29 agosto 2011
Restos de Carnaval - Clarice Lispector
Para los que no conocéis Clarice Lispector abajo uno de mis cuentos preferidos. Lo tiene todo: poesía, belleza, añoranza y un texto cuidado y perfecto.
No, no de este último carnaval. Pero no sé por qué éste me transportó a mi infancia y a los miércoles de ceniza en las calles muertas donde sobrevolaban despojos de serpentina y papel picado. Alguna que otra beata con la cabeza cubierta por un velo iba a la iglesia, atravesando la calle tan extremadamente vacía que sigue al carnaval. Hasta el año siguiente. Y cuando la fiesta se acercaba, ¿cómo explicar la agitación íntima que me acometía? Como si por fin el mundo se abriese, de capullo que era, en gran rosa escarlata. Como si las calles y las plazas de Recife por fin explicaran para qué habían sido hechas. Como si las voces humanas cantaran por fin esa capacidad de placer que era secreta en mí. El carnaval era mío, mío.
Mientras tanto, en la realidad, poco participaba en él. Nunca había ido a un baile infantil, nunca me habían disfrazado. En compensación, me dejaban quedarme hasta las 11 de la noche en el umbral de la puerta de la casa de altos donde vivíamos, mirando ávida cómo se divertían los otros. Dos cosas preciosas ganaba yo entonces y las economizaba con avaricia para que me duraran los tres días: un lanzaperfume y una bolsa de papel picado. Ah, escribir se está volviendo difícil. Porque siento que se me va a estrujar el corazón al constatar que, incluso sumándome tan poco a la alegría, yo era tan sedienta que con casi nada ya me convertía en una niña feliz.
¿Y las máscaras?
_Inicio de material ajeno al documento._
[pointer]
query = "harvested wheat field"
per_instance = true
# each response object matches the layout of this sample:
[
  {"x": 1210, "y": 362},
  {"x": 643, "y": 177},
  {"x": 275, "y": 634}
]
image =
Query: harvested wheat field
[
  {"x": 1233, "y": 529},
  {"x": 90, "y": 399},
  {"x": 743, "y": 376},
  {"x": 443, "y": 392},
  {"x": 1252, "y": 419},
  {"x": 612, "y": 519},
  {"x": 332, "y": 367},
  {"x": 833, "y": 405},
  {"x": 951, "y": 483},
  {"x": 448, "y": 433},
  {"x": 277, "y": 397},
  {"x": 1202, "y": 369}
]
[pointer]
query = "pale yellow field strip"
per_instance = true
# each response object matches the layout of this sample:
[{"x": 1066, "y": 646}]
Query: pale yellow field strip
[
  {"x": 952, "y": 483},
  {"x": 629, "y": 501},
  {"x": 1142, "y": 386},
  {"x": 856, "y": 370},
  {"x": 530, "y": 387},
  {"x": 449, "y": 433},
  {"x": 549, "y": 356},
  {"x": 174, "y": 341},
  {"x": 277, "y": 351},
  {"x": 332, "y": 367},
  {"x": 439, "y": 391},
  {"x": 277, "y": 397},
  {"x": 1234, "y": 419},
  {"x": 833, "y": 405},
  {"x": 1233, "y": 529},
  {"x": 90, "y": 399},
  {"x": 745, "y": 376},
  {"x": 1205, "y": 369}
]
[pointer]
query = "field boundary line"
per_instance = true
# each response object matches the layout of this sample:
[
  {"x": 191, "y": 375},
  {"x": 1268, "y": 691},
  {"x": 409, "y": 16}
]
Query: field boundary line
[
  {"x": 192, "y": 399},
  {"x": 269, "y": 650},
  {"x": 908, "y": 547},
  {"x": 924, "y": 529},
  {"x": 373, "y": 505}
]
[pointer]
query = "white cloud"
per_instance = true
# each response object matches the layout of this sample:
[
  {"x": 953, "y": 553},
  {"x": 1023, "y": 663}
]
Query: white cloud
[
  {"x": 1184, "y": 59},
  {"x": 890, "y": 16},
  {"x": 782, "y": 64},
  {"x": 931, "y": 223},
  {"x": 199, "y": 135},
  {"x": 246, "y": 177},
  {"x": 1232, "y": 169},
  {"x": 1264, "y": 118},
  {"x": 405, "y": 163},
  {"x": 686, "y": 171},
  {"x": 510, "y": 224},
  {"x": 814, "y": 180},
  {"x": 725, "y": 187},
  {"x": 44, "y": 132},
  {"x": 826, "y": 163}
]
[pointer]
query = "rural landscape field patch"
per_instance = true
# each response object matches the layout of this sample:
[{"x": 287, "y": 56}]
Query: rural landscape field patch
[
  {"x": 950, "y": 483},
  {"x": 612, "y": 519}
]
Les tenía miedo, pero era un miedo vital y necesario porque coincidía con mi más profunda sospecha de que el rostro humano también era una especie de máscara. Si un enmascarado hablaba conmigo en el umbral de mi casa, yo entraba de golpe en el indispensable contacto con mi mundo interior, que no sólo estaba hecho de duendes y príncipes encantados sino también de personas con su misterio. Hasta mi miedo a los enmascarados, entonces, era esencial para mí.
No me disfrazaban: entre tantas preocupaciones por mi madre enferma nadie en casa tenía cabeza para el carnaval de un niño. Pero yo le pedía a mis hermanas que me enrulara el cabello lacio que me causaba tanto disgusto, y tenía entonces la vanidad de tener el cabello rizado, por lo menos tres días al año. En esos tres días, además, mi hermana accedía a mi sueño intenso de ser una muchacha –casi no podía esperar el fin de una infancia vulnerable– y me pintaba mucho los labios y también me ponía rubor en las mejillas. Entonces me sentía linda y femenina, escapaba de la niñez.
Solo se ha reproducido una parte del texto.